I should have told him they were coming. It honestly just escaped my mind as I was working all day and speaking with Nella, who came in on her day off just for that very reason. She knows me better than anyone, and she saw how I was with Wolfe last night—completely smitten and instantly remorseful for it. She knew I would need to talk it through to make sense of it.

I was attracted to Wolfe, there was no denying that. He was beautiful, generous and considerate, and the way he cared for Medusa and me both when we were in need—me when I was drunk, and Medusa when she was hit by that asshole and his car—was single handedly the most sexy thing I've ever seen in a guy. I already feel so supported by him, with the work I do and why I choose to do it, in a way that not many other people understood, especially my parents, who almost had a fit and started praying to the Madonna to protect me from my own reckless stupidity in allowing homeless people into my workplace to threaten my livelihood with their alleged (and unfounded) dangerous and criminal ways.

Nella told me she understood why I was hesitant with Wolfe seeing as he is obviously still new and unknown, and because I would likely be feeling guilty for entertaining the idea of giving Wolfe a chance when I couldn't ever do the same for Dalen, who everyone knows was in love with me from the very beginning.
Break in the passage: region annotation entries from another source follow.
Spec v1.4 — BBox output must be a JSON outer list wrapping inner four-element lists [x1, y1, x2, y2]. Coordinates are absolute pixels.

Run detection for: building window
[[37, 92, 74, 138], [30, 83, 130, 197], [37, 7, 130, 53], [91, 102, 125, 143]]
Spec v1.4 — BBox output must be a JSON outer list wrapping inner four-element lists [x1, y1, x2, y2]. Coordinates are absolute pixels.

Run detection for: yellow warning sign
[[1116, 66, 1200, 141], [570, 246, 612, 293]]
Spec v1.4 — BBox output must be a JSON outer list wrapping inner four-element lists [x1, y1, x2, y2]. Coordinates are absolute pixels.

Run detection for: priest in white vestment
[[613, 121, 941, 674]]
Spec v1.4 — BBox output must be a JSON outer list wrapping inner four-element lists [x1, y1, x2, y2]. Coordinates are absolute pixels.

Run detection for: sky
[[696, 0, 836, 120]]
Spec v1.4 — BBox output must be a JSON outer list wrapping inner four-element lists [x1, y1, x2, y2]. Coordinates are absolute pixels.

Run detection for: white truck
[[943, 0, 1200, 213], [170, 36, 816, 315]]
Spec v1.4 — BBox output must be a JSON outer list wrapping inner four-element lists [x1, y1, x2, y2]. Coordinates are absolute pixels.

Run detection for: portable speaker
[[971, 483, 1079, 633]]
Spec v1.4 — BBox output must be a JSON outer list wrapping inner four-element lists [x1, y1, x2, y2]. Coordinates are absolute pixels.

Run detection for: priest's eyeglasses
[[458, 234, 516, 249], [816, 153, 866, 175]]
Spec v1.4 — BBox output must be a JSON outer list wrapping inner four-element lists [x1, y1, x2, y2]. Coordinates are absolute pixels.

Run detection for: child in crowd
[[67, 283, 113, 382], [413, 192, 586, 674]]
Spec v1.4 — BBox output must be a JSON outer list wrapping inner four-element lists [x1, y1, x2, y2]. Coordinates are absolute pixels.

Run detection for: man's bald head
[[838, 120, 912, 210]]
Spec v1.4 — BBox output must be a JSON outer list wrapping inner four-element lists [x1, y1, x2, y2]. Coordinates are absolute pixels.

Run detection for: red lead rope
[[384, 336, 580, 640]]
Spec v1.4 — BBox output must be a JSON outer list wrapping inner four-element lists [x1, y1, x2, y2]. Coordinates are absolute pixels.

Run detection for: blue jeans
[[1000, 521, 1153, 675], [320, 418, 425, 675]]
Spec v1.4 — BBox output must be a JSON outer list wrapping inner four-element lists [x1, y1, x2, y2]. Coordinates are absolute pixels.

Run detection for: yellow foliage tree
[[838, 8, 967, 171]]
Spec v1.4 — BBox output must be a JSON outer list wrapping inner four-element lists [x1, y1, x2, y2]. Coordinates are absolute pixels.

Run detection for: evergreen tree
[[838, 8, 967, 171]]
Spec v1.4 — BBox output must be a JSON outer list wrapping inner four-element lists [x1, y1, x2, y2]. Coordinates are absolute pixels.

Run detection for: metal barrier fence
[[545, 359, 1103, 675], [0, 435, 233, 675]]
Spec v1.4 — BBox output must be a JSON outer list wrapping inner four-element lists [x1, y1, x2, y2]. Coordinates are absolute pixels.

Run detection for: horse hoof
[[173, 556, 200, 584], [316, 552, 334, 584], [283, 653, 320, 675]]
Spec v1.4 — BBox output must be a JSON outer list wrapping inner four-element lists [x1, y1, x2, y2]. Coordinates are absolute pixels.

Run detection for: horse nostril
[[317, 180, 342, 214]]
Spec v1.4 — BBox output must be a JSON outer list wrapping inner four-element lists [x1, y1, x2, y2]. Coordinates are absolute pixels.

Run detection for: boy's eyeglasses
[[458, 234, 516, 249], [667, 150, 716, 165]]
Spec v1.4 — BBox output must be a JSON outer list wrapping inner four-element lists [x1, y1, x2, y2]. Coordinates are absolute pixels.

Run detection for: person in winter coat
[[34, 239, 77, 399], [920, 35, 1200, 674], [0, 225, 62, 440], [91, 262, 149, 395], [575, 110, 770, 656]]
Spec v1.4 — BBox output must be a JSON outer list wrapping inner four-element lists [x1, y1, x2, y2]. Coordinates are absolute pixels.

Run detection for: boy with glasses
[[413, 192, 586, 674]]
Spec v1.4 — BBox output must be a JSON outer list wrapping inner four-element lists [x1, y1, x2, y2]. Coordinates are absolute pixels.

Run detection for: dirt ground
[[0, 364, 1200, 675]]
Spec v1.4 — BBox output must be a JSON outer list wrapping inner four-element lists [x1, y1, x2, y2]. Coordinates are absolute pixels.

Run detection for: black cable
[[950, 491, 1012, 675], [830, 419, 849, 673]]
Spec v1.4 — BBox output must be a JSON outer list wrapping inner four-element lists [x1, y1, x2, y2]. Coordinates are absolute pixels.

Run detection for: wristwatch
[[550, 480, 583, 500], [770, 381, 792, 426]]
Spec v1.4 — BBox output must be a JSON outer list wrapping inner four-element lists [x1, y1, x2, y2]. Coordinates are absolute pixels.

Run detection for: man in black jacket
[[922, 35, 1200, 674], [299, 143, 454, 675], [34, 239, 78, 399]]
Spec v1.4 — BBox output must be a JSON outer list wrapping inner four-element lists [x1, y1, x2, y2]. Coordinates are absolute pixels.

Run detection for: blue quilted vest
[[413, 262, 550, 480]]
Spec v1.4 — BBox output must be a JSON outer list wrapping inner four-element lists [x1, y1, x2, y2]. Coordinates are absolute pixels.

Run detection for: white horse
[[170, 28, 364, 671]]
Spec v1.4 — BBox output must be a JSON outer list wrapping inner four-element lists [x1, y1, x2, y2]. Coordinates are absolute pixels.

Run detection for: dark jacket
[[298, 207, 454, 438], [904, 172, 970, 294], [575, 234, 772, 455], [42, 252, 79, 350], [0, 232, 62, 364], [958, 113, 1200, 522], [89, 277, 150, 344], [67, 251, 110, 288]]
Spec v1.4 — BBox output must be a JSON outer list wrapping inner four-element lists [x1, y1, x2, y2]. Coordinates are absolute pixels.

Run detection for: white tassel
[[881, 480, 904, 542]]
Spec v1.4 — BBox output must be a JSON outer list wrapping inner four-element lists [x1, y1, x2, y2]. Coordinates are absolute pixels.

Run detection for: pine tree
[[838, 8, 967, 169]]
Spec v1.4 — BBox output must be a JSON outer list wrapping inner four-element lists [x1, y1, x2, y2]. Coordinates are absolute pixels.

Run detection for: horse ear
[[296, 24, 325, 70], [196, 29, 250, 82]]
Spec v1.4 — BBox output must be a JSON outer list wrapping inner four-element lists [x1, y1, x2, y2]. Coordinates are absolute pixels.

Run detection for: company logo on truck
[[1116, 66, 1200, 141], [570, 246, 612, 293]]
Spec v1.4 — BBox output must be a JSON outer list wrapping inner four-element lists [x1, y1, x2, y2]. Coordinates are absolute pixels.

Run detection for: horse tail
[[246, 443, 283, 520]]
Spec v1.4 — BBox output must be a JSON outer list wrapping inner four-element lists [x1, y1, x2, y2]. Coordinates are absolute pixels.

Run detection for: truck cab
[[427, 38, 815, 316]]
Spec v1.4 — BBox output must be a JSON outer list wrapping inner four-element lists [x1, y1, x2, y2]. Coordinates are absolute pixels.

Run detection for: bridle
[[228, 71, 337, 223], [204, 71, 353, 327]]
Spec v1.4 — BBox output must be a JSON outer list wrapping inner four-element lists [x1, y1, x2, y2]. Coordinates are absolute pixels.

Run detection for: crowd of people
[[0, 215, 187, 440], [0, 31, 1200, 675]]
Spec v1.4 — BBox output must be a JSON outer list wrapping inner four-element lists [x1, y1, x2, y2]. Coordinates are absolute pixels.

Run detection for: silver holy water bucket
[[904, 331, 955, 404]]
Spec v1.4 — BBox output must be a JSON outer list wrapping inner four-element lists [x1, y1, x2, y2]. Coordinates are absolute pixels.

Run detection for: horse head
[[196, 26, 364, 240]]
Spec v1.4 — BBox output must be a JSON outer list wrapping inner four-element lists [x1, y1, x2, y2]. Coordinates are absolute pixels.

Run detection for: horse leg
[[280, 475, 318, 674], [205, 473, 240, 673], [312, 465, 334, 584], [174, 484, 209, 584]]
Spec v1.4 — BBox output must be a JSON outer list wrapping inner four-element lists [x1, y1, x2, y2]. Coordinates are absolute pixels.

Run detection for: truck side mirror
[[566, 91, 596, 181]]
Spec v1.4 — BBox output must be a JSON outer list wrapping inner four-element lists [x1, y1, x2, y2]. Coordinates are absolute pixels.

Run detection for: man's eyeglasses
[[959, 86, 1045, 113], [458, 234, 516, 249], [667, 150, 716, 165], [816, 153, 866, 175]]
She also suggested that there is a possibility that whatever we have between us may only exist because we've been forced into meeting and knowing each other through the worst of circumstances, and a lot of them in very quick succession, which may very well be the part that scares me most. What if I'm actually only attracted to him because I'm in a state of emotional peril, and know that he is sharing that same vulnerability that I am? That, at a time such as this, when we're both faced with such an immense loss, we're gravitating towards each other because we both share the same grief?

I don't even know that it is my fear of betraying Dalen that is getting in the way of me telling Wolfe the truth, so much as it is all of these other factors now. Guilt I probably could have come to accept and move forward from in time; but these other doubts are a lot more complex than all that, especially when I haven't even really had a chance to process Dalen's death in the first place with how quickly everything has happened since then.

I need time to work it all out and get back in control, but I know that isn't going to happen tonight with my parents aggressively staring at both Wolfe and myself as we enter the room. With his natural sweetness, Wolfe reached for the small of my back to relax and guide my reluctant ass forward, which under any other circumstance I would have adored and welcomed entirely. But with Papà's eyes focussed on his every move around me, I had myself regretting my brief wish that he hadn't. It didn't last long. That's how good Wolfe's hands feel.